30%-40% drop in sampling time using stanc O1 optimizations

brms generated code is not (yet) optimized for benefiting from --O1, so there maybe more brms models that will benefit from the --O1 later.

Were you saying that this brms code:
backend="cmdstanr", stan_model_args=list(stanc_options = list("O1"))
Might not do anything yet because brm is not set up to take advantage of this 01 option yet? I did just run even a quite simple model and it did actually run faster with this extra line added!

Would you generally suggest just having this as the default, or are there cases where this might go awry? (I’m mostly just using fairly standard models, like gaussian, ordinal categorical, often multilevel)

Really great to have these speed improvements!

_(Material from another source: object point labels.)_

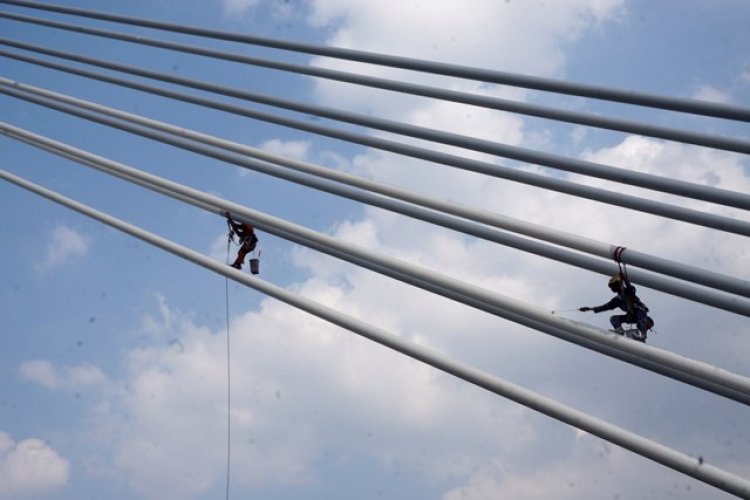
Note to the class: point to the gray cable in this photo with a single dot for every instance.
(706, 108)
(725, 283)
(621, 175)
(737, 145)
(678, 213)
(693, 372)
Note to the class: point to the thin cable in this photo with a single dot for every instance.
(706, 108)
(551, 235)
(436, 215)
(229, 376)
(681, 462)
(648, 129)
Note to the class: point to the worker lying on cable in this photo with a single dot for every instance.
(626, 299)
(246, 235)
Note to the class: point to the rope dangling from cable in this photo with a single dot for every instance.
(229, 371)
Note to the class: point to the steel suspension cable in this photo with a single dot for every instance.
(706, 108)
(645, 447)
(698, 374)
(685, 136)
(648, 181)
(725, 283)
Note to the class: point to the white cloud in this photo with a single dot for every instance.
(40, 371)
(47, 375)
(65, 245)
(297, 150)
(238, 7)
(304, 389)
(30, 467)
(520, 37)
(710, 93)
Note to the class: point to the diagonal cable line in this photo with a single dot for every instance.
(614, 198)
(558, 162)
(706, 108)
(698, 374)
(725, 283)
(681, 462)
(737, 145)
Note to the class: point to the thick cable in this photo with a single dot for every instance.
(719, 110)
(648, 206)
(693, 372)
(733, 144)
(696, 468)
(582, 167)
(717, 300)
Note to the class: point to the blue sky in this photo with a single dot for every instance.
(112, 366)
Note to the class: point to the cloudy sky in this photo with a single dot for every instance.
(113, 354)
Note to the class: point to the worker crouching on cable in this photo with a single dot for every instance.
(247, 239)
(626, 299)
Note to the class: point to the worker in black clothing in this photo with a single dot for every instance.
(246, 235)
(626, 299)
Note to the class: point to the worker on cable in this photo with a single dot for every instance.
(626, 299)
(246, 235)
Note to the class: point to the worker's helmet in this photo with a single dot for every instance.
(614, 281)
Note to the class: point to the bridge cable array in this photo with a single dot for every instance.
(714, 289)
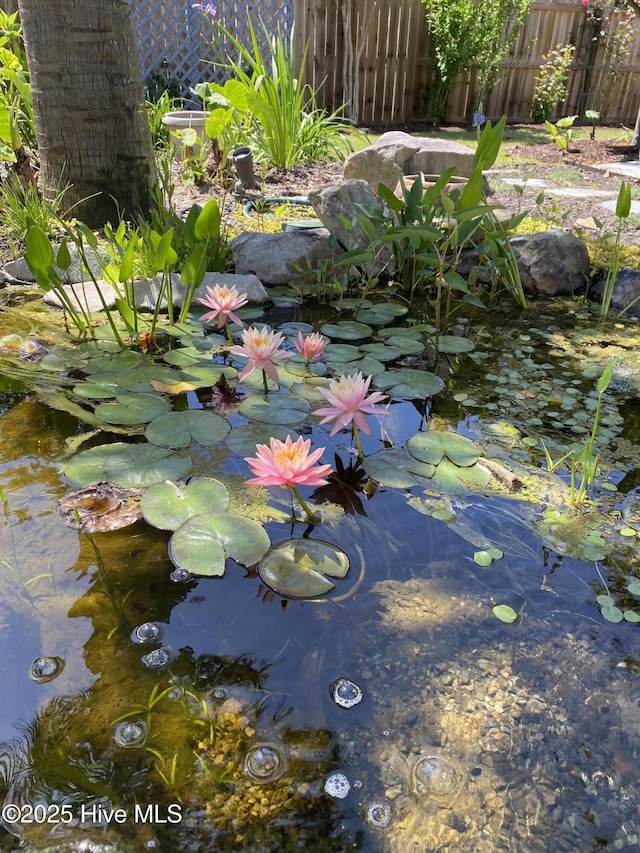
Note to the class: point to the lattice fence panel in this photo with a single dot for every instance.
(178, 44)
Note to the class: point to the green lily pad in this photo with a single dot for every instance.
(410, 384)
(396, 468)
(167, 505)
(131, 465)
(287, 409)
(505, 613)
(454, 345)
(347, 330)
(299, 567)
(178, 429)
(132, 409)
(243, 439)
(202, 544)
(433, 445)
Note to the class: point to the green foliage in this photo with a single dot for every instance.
(470, 33)
(551, 85)
(267, 105)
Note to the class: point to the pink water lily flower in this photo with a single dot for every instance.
(350, 405)
(312, 346)
(223, 301)
(289, 464)
(262, 349)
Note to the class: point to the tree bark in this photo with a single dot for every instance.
(88, 102)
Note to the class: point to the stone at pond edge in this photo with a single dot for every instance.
(277, 258)
(147, 290)
(396, 152)
(552, 262)
(625, 290)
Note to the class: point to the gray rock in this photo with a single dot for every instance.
(147, 291)
(275, 258)
(625, 291)
(552, 262)
(396, 153)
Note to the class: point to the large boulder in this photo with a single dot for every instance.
(396, 153)
(552, 262)
(277, 258)
(626, 292)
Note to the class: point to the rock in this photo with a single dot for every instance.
(552, 262)
(147, 291)
(397, 153)
(625, 291)
(276, 258)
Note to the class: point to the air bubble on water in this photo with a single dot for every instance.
(131, 734)
(435, 777)
(379, 814)
(265, 762)
(46, 669)
(180, 576)
(148, 632)
(336, 785)
(346, 693)
(158, 659)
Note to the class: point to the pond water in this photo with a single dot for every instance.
(404, 711)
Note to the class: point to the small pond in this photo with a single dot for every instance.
(471, 682)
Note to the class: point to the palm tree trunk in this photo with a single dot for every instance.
(88, 104)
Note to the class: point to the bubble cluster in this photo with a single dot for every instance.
(345, 693)
(336, 785)
(148, 632)
(158, 659)
(265, 762)
(131, 734)
(46, 669)
(435, 777)
(379, 814)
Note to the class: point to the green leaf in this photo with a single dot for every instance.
(299, 567)
(167, 505)
(203, 542)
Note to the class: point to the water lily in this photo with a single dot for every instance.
(223, 301)
(262, 349)
(312, 346)
(288, 464)
(350, 405)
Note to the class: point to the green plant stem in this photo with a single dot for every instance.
(313, 519)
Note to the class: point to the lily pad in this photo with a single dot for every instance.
(432, 446)
(298, 568)
(396, 468)
(167, 505)
(347, 330)
(202, 544)
(410, 384)
(131, 465)
(132, 409)
(505, 613)
(178, 429)
(287, 409)
(243, 439)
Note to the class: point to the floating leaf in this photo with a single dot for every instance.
(433, 445)
(132, 465)
(287, 409)
(347, 330)
(178, 429)
(397, 468)
(299, 567)
(132, 409)
(505, 613)
(202, 544)
(410, 384)
(167, 505)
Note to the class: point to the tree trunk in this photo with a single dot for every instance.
(88, 103)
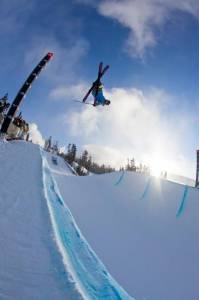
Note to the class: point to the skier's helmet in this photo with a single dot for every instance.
(107, 102)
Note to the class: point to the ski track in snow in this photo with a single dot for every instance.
(91, 277)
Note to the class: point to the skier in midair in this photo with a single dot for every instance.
(97, 93)
(97, 89)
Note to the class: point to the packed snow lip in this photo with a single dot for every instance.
(91, 277)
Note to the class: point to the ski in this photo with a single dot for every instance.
(22, 92)
(83, 102)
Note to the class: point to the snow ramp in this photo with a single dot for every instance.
(44, 254)
(30, 265)
(145, 230)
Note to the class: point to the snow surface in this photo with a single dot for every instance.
(142, 229)
(55, 227)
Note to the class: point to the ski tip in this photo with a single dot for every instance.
(50, 55)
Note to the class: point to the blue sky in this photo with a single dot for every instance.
(152, 47)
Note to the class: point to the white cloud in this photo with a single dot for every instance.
(144, 17)
(136, 124)
(13, 15)
(35, 135)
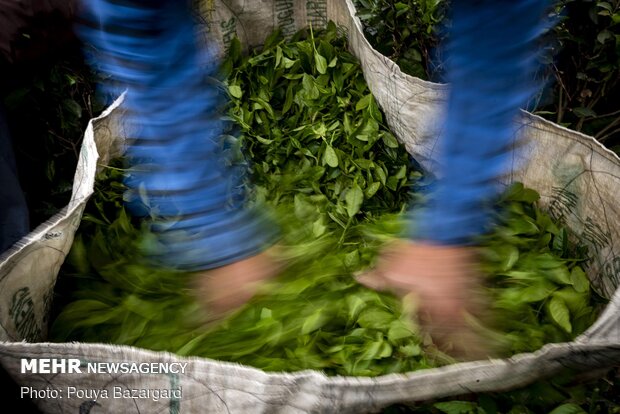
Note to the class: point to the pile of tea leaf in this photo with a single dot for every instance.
(321, 158)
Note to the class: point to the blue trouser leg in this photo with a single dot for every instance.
(149, 47)
(14, 222)
(491, 57)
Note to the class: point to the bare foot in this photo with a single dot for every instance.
(224, 289)
(442, 281)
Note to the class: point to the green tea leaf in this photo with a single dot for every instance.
(559, 313)
(235, 91)
(354, 199)
(568, 408)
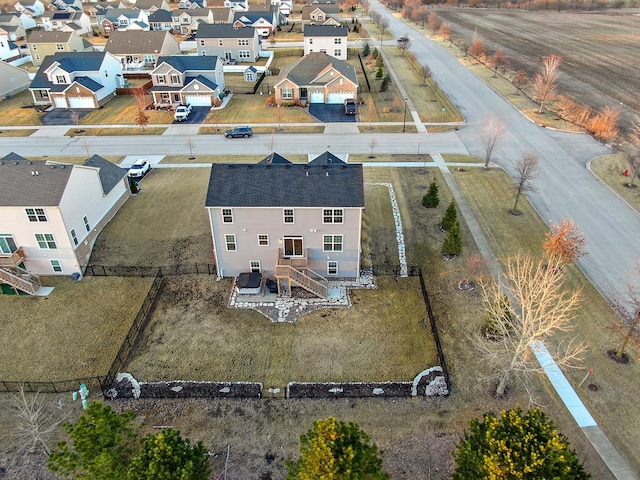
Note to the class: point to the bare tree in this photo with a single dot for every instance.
(545, 83)
(540, 309)
(491, 135)
(525, 172)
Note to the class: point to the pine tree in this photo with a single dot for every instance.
(453, 242)
(431, 198)
(450, 216)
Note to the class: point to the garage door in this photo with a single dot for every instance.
(198, 100)
(339, 97)
(316, 97)
(81, 102)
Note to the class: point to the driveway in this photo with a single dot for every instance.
(62, 116)
(198, 114)
(330, 113)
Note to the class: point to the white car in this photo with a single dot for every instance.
(140, 168)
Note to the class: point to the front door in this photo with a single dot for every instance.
(293, 247)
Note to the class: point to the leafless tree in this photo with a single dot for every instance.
(526, 172)
(540, 308)
(491, 135)
(545, 83)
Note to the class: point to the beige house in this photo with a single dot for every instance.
(51, 215)
(42, 43)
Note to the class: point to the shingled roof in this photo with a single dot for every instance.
(284, 184)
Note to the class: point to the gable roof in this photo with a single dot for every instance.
(306, 69)
(18, 187)
(110, 174)
(270, 184)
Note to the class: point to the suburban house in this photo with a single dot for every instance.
(192, 79)
(141, 50)
(296, 222)
(321, 14)
(316, 78)
(329, 39)
(52, 214)
(42, 43)
(13, 80)
(77, 80)
(114, 19)
(228, 42)
(66, 20)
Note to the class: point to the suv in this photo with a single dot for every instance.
(140, 168)
(245, 132)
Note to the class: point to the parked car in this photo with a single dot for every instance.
(350, 106)
(244, 132)
(140, 168)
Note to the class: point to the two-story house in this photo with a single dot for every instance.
(329, 39)
(191, 79)
(286, 220)
(228, 42)
(77, 80)
(42, 43)
(141, 50)
(51, 215)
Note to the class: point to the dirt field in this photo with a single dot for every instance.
(601, 52)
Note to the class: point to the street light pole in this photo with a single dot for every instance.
(404, 124)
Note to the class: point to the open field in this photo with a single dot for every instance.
(594, 47)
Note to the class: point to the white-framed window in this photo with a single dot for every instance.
(332, 215)
(36, 214)
(332, 243)
(332, 268)
(227, 215)
(288, 215)
(230, 240)
(46, 241)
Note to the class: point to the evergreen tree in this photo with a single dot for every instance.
(453, 241)
(336, 450)
(431, 198)
(450, 216)
(515, 444)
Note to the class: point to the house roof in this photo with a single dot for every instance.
(306, 69)
(284, 184)
(110, 174)
(325, 31)
(123, 42)
(224, 30)
(18, 187)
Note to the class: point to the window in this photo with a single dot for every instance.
(46, 241)
(288, 215)
(332, 215)
(227, 215)
(332, 243)
(332, 268)
(231, 243)
(36, 214)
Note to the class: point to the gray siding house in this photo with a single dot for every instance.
(283, 219)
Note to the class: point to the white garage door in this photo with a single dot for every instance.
(339, 97)
(81, 102)
(316, 97)
(199, 100)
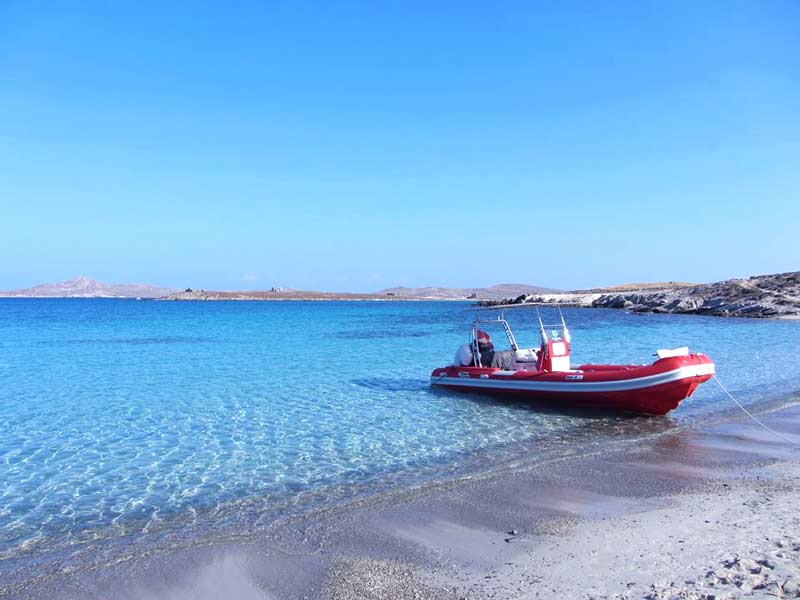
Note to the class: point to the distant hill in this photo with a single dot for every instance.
(493, 292)
(85, 287)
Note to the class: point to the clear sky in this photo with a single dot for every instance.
(361, 145)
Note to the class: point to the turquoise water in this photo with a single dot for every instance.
(121, 419)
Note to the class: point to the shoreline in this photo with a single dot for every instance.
(452, 540)
(594, 301)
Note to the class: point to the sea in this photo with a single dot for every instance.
(127, 426)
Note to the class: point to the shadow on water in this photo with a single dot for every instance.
(135, 341)
(388, 384)
(381, 333)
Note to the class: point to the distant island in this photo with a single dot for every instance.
(762, 296)
(86, 287)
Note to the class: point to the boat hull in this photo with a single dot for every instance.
(652, 389)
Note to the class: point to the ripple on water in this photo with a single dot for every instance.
(120, 417)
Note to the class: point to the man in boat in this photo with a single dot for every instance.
(503, 359)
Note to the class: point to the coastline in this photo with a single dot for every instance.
(659, 512)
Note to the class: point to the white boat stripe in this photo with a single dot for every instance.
(536, 385)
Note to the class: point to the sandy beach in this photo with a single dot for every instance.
(708, 512)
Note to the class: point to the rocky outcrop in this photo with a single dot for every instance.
(763, 296)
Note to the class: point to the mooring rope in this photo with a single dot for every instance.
(752, 416)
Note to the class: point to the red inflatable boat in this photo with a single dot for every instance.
(545, 374)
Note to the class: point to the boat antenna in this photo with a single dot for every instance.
(541, 326)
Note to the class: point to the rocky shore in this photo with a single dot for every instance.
(763, 296)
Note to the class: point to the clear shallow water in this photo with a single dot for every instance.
(122, 417)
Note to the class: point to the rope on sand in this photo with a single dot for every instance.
(752, 416)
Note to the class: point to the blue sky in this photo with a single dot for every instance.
(360, 145)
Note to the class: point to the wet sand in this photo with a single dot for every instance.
(703, 513)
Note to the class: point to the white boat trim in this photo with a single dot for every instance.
(536, 385)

At the time I posted, Paul hadn’t taken into account --O1, but some of the model code was anyway such that --O1 helps, but now Paul has also made some easy changes to the code generation so that even more models benefit. There are likely more cases where the brms code generation could be changed to take benefits from --O1, but as usual it’s a time resource issue. There are also models, that are less likely to get big speedups before additional improvements in stanc3.

Simple models are most likely to benefit from --O1. The more complex the model is, the more difficult it is to write Stan code so that --O1 will have any effect.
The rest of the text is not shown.